Brilio.net - Presiden Joko Widodo menghadiri rangkaian acara Konferensi Tingkat Tinggi (KTT) COP 26 di Glasgow, Skotlandia. Presiden berbicara di urutan ke 4 setelah pidato dari perwakilan Spanyol, Mauritania, dan Amerika Serikat. Konferensi ini digelar sejak tanggal 1-2 November 2021 dan presiden menyampaikan pidatonya di konferensi tersebut pada Senin (1/11) waktu setempat.

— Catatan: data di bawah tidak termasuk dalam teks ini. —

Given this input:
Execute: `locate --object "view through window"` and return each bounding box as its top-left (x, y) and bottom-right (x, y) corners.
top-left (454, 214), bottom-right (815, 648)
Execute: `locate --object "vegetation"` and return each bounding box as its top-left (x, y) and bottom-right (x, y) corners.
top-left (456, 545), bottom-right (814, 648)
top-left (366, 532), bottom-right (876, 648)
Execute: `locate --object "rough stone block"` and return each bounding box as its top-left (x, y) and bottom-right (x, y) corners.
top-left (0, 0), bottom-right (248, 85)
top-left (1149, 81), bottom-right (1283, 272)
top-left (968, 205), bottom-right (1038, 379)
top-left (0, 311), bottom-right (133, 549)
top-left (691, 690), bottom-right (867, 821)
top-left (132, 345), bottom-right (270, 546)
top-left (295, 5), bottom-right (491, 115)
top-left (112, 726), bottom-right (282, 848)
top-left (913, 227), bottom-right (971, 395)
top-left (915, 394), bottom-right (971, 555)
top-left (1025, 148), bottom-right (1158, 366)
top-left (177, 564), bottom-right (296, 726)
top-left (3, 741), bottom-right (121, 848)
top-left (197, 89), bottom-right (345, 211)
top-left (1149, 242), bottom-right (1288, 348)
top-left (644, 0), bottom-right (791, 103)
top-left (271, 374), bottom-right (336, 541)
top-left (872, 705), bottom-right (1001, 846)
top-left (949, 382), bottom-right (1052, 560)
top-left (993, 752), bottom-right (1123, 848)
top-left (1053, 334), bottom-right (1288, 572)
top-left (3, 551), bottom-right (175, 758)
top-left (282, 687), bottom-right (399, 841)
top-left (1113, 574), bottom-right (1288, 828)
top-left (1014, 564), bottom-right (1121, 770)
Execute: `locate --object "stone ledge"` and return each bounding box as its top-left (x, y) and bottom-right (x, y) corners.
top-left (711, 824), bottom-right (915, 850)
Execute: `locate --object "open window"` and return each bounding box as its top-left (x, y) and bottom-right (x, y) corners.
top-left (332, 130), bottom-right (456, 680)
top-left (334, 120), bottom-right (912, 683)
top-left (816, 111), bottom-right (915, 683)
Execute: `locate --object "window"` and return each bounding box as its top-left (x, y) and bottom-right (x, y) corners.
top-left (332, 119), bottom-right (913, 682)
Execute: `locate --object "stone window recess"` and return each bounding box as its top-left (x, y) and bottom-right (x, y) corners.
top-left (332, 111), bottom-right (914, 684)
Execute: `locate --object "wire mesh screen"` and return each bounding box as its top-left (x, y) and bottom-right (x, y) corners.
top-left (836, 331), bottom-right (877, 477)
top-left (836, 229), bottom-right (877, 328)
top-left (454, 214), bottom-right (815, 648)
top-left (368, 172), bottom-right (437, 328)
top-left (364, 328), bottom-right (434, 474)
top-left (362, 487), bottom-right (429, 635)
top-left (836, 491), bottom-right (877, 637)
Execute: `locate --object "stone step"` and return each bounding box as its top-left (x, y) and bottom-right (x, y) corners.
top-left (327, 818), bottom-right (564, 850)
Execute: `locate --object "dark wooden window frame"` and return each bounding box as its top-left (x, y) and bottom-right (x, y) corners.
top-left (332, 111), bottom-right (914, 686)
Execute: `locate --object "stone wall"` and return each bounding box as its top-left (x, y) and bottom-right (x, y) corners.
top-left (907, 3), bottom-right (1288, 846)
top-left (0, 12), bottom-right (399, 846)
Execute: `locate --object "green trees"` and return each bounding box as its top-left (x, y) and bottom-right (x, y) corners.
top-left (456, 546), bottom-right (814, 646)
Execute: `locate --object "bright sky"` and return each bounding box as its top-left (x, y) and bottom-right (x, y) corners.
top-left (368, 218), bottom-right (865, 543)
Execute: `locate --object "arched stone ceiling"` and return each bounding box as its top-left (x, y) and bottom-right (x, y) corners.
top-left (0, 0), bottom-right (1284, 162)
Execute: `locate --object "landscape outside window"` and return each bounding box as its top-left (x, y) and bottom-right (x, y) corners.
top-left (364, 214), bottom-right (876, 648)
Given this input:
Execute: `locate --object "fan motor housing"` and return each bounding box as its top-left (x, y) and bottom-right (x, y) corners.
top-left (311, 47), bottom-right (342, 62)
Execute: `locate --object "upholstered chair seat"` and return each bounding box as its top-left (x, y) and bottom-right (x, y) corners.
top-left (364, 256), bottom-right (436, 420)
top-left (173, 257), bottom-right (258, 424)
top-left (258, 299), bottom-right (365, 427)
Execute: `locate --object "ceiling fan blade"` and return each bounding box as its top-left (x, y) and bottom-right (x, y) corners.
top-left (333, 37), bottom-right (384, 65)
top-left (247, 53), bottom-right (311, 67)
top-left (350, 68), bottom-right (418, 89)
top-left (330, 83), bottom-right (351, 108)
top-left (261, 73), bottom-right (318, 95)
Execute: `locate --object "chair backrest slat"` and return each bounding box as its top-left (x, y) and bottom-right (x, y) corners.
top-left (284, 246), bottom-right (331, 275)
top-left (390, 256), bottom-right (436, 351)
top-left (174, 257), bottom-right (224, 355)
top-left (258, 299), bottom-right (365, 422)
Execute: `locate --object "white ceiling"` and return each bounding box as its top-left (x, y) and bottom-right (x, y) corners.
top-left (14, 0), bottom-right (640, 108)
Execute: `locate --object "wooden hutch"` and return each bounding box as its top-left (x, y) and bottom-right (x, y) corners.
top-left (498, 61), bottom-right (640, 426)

Dalam pidatonya, Presiden Joko Widodo menyampaikan komitmen untuk menangani perubahan iklim serta upaya Indonesia dalam menekan emisi gas rumah kaca, mengurangi emisi di tahun 2020, dan penanganan dampak perubahan iklim.
BACA JUGA :
Jokowi dan Sri Mulyani ada di daftar muslim berpengaruh di dunia
Beberapa hal ditekankan dalam pidato tersebut, diantaranya bahwa perubahan iklim adalah ancaman besar bagi kemakmuran dan pembangunan global sehingga solidaritas, kerjasama, kemitraan, dan kolaborasi global merupakan kunci.
Selain itu, presiden juga menyampaikan usaha dan kontribusi yang telah dilakukan Indonesia dalam menangani perubahan iklim. Sebagaimana Indonesia juga telah menekan laju deforestasi menjadi yang terendah dalam 20 tahun terakhir.
"Dengan potensi alam yang begitu besar, Indonesia terus berkontribusi dalam penanganan perubahan iklim. Laju deforestasi turun signifikan, terendah dalam 20 tahun terakhir. Kebakaran hutan turun 82 persen di tahun 2020," ujar presiden yang dikutip dari akun youtube resmi Sekretariat Presiden.
BACA JUGA :
Jokowi perintahkan harga tes PCR turun jadi Rp 300 ribu
Dalam upaya tersebut, presiden juga menyebutkan bahwa Indonesia telah memulai rehabilitasi hutan mangrove seluas 600.000 hektar dan akan berlangsung hingga 2024 mendatang.
"Sektor yang semula menyumbang 60 persen emisi Indonesia, akan mencapai carbon 'net sink' selambatnya tahun 2030," imbuh presiden.
Dalam sektor energi, presiden mengatakan bahwa pemerintah Indonesia juga telah menjalankan pengembangan ekosistem mobil listrik, menjadi pengembang tenaga surya terbesar di Asia Tenggara, memanfaatkan energi terbarukan termasuk biofuel, serta mengembangkan industri berbasis clean energy termasuk kawasan industri hijau di Kalimantan Utara.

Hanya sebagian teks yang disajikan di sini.